George Monbiot: A Era do Consenso

Roland Orzabal cantava, em oitenta e quebrados, sobre a vontade, natural no ser humano, de mudar o mundo. Certo, não era bem “mudar o mundo”, mas mandar nele; o fato é que o sujeito que luta pela mudança não raro é seguido pelo sujeito que deseja o poder. Tem vezes em que é o mesmo sujeito.
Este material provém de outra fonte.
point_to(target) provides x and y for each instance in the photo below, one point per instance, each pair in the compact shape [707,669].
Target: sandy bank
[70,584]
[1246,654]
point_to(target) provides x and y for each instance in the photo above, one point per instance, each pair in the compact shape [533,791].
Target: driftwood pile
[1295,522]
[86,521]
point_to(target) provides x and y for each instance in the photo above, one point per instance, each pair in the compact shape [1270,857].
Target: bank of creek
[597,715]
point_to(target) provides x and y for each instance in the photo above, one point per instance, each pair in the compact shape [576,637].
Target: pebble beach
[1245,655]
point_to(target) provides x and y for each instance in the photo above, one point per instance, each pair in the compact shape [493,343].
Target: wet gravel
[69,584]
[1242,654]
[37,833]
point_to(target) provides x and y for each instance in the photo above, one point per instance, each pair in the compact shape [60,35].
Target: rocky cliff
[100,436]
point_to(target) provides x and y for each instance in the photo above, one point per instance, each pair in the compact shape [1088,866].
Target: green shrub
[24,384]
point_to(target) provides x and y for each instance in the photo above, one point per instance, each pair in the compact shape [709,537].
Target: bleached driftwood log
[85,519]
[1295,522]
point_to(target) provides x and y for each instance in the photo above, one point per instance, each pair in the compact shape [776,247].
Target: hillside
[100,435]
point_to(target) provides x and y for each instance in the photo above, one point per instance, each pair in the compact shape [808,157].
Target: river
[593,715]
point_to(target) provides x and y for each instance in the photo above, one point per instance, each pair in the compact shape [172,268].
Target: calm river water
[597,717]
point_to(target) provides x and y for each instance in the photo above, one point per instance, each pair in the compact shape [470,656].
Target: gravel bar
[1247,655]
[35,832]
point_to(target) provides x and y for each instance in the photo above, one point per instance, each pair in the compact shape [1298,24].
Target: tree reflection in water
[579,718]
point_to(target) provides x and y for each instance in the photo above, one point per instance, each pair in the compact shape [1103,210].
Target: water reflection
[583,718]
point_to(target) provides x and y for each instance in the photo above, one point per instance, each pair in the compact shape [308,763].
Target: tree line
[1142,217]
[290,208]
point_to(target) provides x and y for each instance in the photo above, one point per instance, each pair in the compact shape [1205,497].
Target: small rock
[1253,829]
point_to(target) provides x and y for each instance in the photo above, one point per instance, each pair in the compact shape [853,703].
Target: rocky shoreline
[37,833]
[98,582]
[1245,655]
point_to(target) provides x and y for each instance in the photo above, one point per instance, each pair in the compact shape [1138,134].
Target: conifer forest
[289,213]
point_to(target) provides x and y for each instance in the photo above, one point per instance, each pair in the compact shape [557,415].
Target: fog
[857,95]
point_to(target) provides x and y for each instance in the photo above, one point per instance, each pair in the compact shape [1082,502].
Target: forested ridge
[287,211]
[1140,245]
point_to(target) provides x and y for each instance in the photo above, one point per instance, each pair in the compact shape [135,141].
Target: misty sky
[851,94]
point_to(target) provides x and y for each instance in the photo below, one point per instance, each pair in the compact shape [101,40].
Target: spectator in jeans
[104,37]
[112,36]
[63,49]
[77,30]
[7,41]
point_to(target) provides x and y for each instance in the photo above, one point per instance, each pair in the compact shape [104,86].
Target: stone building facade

Mas deixemos de lado quem busca o poder, pois este livro é sobre mudanças.

Dado o indivíduo que deseja a mudança, este acaba por envelhecer/amadurecer, adquirir uma barriga pouco invejável, se acomodando no sofá e ficando por isso mesmo. Pode até resmungar, mas seus diálogos resmungativos inevitavelmente acabam com o indivíduo declarando que é “Complicado”. A expressão normalmente vem acompanhada de um muxoxo e um levantar de ombros.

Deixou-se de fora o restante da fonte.